Agree with all points. CA is a breeding grounds for them. But hordes of them have also left the state to pollute many others that are now nearly as bad. Laws are made to be broken, by young and old alike, and that's not going to change. Laws doesn't stop the innocent lives lost to drunk drivers of any age, or those cause by illegal drug use also by any age. Laws haven't stopped the ever increasing loss of life in the US at the hands of law enforcement, much of it innocent lives, that they by default usually get away with. Have never seen anything on the news about someone dying from vaping. 

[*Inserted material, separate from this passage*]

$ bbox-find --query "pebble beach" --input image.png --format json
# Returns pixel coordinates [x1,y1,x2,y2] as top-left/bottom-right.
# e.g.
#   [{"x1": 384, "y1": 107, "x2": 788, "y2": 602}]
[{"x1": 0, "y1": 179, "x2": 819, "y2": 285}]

Stupid laws by stupid people like this one... do they really think anyone is not going to break the newest stupid law in CA?


----------



## YeOldeOke (16/6/16)

Spydro said:


> Agree with all points. CA is a breeding grounds for them. But hordes of them have also left the state to pollute many others that are now nearly as bad. Laws are made to be broken, by young and old alike, and that's not going to change. Laws doesn't stop the innocent lives lost to drunk drivers of any age, or those cause by illegal drug use also by any age. Laws haven't stopped the ever increasing loss of life in the US at the hands of law enforcement, much of it innocent lives, that they by default usually get away with. Have never seen anything on the news about someone dying from vaping.
> 
> Stupid laws by stupid people like this one... do they really think anyone is not going to break the newest stupid law in CA?



When I wuz young I remember an American telling me ' The govt. should secure the borders, pave the roads and get the hell out of my personal life '. The gist of it is very valid but is not gonna happen anytime soon under current worldwide social engineering and nanny/fascist trends. Sadly.


----------